Just as they feared it would, an early blizzard struck and blocked the mountain passes so that they were unable to get through. The group made camp by Truckee Lake, slaughtered and ate their oxen, and hoped for a thaw that never came. Eventually, 15 of the hardiest settlers donned snowshoes and set out to find help. They dubbed themselves “The Forlorn Hope.” One of the Donner children, Eliza, later wrote about the experience. “In some instances husband had parted from wife, and father from children. Three young mothers had left their babes in the arms of grandmothers. It was a dire resort, a last desperate attempt, in face of death, to save those dependent upon them.” Eight of the Forlorn Hope died — of exposure or starvation — and the seven survivors resorted to cannibalizing their remains to stay alive. Eventually they found a Native American village, and word spread to Sutter’s Fort, near San Francisco.

A rescue party left the fort on January 31st; it took them 20 days to reach Truckee Lake, where the settlers were snowbound and starving. One of the rescuers reported in his diary: “We raised a loud halloo and then we saw a woman emerge from a hole in the snow. As we approached her several others made their appearance in like manner coming out of the snow. They were gaunt with famine and I never can forget the horrible, ghastly sight they presented. The first woman spoke in a hollow voice very much agitated & said ‘are you men from California or do you come from heaven?’”

Of the 89 original settlers, only 45 survived the journey and made it to California.

It’s the birthday of the author of The Surrealist Manifesto (1924), André Breton (books by this author), born in Tinchebray, France (1896).

As a young man, Breton was interested in mental illness and Freud’s theory of the unconscious. Breton studied to become a doctor but never qualified, and in World War I served in a neurological ward for the wounded. After the war ended, Breton joined the Dada movement, an anti-war art movement that rejected convention and emphasized the illogic and absurd, but he was disturbed by Dada’s negativity and wanted instead to figure out if man could be reconciled with the world.

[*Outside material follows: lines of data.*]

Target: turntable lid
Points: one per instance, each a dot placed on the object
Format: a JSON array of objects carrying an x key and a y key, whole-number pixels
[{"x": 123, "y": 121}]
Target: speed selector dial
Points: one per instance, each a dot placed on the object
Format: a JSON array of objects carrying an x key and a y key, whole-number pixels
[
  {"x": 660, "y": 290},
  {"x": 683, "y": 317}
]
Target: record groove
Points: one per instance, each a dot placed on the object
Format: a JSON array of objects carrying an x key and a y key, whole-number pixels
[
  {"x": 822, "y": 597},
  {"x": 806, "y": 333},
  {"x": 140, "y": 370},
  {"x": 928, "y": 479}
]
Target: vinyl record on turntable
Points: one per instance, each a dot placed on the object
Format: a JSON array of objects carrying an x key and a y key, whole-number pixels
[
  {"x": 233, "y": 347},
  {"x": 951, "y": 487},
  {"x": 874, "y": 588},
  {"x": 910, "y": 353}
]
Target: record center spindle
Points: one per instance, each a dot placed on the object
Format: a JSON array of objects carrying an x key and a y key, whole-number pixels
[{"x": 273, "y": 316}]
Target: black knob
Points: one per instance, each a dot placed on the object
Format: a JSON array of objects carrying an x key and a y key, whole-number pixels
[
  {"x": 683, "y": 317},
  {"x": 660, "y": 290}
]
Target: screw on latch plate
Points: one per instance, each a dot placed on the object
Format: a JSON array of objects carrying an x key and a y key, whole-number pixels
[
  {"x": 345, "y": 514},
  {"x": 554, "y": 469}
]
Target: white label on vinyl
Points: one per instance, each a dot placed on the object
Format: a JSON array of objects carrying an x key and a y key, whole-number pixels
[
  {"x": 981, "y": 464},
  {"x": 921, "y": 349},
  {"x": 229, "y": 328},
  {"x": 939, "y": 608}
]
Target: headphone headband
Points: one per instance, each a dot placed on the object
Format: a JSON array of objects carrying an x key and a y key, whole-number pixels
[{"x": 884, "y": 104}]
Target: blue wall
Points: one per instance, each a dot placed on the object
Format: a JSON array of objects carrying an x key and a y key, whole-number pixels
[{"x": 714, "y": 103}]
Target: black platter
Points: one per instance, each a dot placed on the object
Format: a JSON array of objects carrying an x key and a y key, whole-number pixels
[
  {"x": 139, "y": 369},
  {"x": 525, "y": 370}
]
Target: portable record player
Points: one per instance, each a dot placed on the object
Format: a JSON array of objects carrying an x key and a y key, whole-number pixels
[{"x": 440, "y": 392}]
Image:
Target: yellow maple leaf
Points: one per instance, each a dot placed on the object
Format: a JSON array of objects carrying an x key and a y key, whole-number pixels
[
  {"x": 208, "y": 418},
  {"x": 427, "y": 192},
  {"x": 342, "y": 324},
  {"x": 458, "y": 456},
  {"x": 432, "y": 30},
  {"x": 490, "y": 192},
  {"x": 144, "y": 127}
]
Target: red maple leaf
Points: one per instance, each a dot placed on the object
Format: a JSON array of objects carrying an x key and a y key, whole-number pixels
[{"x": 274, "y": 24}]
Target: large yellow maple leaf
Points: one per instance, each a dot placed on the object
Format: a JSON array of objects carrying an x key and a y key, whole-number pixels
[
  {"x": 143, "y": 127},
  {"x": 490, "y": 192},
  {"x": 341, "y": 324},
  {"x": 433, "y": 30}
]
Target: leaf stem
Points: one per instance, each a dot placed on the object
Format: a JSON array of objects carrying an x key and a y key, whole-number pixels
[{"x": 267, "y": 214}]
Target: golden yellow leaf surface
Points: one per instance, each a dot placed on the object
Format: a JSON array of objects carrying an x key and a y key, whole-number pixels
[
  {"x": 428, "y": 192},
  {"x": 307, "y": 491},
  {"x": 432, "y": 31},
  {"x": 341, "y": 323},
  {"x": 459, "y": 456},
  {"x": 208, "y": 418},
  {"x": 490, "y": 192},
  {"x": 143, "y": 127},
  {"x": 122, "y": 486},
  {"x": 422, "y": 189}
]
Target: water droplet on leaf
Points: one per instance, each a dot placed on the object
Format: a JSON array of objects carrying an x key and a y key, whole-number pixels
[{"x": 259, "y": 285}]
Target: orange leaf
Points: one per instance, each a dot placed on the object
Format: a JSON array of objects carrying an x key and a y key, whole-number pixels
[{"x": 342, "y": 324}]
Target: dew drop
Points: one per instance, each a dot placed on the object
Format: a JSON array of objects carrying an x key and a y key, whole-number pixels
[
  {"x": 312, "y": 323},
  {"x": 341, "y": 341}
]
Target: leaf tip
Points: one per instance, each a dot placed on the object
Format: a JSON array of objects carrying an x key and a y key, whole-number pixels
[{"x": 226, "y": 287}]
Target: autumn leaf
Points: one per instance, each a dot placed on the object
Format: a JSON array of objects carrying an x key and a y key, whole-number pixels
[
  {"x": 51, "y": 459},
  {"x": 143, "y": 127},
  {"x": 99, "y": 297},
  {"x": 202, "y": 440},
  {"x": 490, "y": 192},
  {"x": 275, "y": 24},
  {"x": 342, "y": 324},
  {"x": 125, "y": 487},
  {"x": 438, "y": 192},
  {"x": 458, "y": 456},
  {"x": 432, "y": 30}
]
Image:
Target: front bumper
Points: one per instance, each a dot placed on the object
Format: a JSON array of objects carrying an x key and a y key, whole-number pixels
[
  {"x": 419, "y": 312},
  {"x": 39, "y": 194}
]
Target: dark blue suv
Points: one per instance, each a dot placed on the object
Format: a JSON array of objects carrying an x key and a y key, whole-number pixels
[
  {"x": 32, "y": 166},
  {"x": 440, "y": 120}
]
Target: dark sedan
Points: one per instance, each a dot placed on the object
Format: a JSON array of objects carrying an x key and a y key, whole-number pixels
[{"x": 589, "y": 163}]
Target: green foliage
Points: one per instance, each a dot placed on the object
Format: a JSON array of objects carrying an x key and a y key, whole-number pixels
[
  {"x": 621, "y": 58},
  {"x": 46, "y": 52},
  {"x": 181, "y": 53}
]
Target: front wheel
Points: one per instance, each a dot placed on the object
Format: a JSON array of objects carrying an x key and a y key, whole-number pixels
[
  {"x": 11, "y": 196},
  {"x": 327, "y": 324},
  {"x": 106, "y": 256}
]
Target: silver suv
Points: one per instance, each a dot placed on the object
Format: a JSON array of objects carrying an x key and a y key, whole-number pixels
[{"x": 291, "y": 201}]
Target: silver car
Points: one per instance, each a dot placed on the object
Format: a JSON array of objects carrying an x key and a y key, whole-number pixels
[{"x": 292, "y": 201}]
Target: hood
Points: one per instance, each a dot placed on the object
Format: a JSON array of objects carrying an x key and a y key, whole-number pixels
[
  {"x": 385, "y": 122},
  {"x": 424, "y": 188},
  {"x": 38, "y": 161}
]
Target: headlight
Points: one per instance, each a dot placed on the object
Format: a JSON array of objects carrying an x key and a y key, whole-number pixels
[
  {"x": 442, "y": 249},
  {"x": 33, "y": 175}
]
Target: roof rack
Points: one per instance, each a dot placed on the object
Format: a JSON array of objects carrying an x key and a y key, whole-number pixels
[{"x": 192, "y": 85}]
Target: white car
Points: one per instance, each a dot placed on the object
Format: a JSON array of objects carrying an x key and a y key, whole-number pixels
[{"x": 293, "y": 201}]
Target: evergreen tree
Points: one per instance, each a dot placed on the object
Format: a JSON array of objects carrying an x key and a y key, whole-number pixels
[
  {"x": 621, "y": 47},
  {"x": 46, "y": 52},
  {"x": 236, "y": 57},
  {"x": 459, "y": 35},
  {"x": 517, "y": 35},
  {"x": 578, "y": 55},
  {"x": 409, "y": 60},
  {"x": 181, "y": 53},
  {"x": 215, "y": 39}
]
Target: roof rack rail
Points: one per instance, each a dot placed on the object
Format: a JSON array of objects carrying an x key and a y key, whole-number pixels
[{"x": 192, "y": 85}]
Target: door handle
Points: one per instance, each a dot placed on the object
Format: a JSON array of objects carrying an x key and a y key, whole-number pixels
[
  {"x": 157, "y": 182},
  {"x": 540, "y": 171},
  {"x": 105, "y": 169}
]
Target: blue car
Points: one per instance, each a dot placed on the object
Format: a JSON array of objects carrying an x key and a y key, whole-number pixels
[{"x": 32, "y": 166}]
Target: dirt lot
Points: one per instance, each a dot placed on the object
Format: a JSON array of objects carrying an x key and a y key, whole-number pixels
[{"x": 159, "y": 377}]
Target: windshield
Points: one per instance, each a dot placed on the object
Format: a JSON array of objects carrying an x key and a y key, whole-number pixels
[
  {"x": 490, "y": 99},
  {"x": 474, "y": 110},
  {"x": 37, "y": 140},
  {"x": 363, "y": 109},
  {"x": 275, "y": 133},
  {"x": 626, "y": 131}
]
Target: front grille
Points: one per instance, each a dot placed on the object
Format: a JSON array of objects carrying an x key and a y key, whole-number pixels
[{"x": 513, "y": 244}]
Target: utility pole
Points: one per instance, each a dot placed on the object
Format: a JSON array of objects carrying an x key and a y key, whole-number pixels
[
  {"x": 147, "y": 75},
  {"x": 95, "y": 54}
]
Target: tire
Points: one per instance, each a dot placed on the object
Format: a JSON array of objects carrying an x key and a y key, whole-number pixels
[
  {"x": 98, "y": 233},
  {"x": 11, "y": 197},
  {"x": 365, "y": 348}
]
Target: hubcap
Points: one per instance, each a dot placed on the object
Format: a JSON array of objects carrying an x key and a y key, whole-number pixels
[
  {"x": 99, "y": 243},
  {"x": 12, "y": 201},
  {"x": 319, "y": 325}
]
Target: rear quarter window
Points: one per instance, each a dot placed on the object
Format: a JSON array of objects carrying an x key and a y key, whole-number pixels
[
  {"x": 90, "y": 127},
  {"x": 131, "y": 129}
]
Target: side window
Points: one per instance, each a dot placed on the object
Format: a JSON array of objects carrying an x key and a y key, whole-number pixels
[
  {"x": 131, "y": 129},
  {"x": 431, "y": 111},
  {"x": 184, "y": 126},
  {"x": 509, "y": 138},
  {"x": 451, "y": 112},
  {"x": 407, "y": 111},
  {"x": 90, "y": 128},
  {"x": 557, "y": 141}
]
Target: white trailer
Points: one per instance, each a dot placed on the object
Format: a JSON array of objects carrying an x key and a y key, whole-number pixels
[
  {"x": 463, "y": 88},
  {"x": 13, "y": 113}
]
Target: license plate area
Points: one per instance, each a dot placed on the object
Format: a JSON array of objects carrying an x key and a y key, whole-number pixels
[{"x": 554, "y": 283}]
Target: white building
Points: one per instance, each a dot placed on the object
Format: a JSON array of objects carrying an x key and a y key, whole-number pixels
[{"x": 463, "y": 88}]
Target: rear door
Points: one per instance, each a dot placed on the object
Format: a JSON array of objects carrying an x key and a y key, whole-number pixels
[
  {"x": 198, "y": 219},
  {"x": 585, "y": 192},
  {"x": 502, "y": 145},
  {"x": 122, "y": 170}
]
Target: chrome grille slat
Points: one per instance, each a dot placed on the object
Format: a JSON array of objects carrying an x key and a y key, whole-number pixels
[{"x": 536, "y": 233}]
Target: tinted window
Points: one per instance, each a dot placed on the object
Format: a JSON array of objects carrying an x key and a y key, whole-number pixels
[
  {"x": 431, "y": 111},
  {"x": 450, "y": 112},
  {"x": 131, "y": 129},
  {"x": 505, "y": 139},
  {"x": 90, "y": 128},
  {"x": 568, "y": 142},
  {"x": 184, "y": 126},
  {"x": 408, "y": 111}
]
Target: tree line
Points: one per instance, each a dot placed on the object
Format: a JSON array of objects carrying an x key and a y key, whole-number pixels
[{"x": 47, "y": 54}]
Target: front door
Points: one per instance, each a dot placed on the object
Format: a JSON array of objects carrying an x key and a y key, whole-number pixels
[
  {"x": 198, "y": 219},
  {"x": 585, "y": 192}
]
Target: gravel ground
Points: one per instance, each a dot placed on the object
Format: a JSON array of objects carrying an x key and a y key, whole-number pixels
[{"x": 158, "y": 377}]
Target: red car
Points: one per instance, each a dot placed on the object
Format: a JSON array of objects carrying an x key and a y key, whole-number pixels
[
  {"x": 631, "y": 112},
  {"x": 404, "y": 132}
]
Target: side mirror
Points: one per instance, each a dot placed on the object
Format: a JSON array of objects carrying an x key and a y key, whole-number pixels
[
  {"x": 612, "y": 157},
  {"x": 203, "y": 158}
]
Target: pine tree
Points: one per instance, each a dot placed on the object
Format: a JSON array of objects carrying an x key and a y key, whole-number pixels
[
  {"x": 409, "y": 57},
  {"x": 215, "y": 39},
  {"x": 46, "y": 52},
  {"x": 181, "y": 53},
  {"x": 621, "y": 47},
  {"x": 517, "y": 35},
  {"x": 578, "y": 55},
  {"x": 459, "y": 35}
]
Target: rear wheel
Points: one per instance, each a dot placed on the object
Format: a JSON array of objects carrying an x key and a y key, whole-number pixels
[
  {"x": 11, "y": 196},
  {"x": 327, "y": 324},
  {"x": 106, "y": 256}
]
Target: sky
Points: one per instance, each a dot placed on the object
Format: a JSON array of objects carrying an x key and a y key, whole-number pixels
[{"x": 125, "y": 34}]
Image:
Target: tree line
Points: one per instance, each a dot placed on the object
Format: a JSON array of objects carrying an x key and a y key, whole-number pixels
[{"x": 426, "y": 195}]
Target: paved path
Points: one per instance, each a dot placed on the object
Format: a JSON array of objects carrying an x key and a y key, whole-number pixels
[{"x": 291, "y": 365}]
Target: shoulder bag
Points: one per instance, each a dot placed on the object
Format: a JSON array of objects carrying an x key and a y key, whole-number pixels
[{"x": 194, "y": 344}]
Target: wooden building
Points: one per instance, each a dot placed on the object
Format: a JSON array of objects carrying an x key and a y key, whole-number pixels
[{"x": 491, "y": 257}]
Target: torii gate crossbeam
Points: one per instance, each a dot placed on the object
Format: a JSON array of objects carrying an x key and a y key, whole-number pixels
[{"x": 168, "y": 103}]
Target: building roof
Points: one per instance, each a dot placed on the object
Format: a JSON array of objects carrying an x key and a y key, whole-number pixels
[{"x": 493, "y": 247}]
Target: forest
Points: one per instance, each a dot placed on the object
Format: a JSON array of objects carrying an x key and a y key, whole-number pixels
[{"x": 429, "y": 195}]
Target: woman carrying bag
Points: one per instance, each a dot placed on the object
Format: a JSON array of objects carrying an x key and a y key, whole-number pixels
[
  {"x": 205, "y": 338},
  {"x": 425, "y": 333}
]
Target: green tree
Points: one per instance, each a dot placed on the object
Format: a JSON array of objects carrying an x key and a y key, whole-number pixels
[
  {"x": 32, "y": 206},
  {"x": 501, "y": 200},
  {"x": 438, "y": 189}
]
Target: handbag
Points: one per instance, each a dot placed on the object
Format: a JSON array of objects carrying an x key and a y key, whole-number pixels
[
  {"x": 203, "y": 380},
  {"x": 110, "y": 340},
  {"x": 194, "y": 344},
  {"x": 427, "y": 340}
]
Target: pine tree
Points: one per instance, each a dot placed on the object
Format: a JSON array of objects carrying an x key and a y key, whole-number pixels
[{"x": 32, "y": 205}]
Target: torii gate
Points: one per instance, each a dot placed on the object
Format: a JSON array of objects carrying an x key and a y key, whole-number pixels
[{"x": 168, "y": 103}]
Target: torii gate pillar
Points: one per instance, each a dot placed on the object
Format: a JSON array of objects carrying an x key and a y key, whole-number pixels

In 1924, Breton wrote The First Surrealist Manifesto, recommending mankind put aside inhibition and prejudice and adopt a new state of being where dream and fantasy are joined to the everyday world. The manifesto was meant to be a revolutionary document and was signed by a number of French artists and writers.

It’s the birthday of Amy Tan (books by this author), born to Chinese immigrant parents in Oakland, California (1952). Her mother hoped she would become a concert pianist or a doctor, but instead she became a writer. She began her career by writing business manuals and speeches for executives, and she felt pressured to write under an American-sounding pseudonym, so she chose May Brown — she rearranged Amy to get May, and Brown is a synonym of Tan.

But she had turned into a workaholic, and she realized that she needed a creative balance in her life, so she started jazz piano and also writing fiction. Quickly she got an advance to pen a book of short stories, which Tan wrote in about four months. Those stories worked together like a novel, and the book was published as The Joy Luck Club (1989). She’s gone on to write more best-sellers such as The Bonesetter’s Daughter (2001) and Saving Fish from Drowning (2005). Her latest novel, The Valley of Amazement, came out in 2013.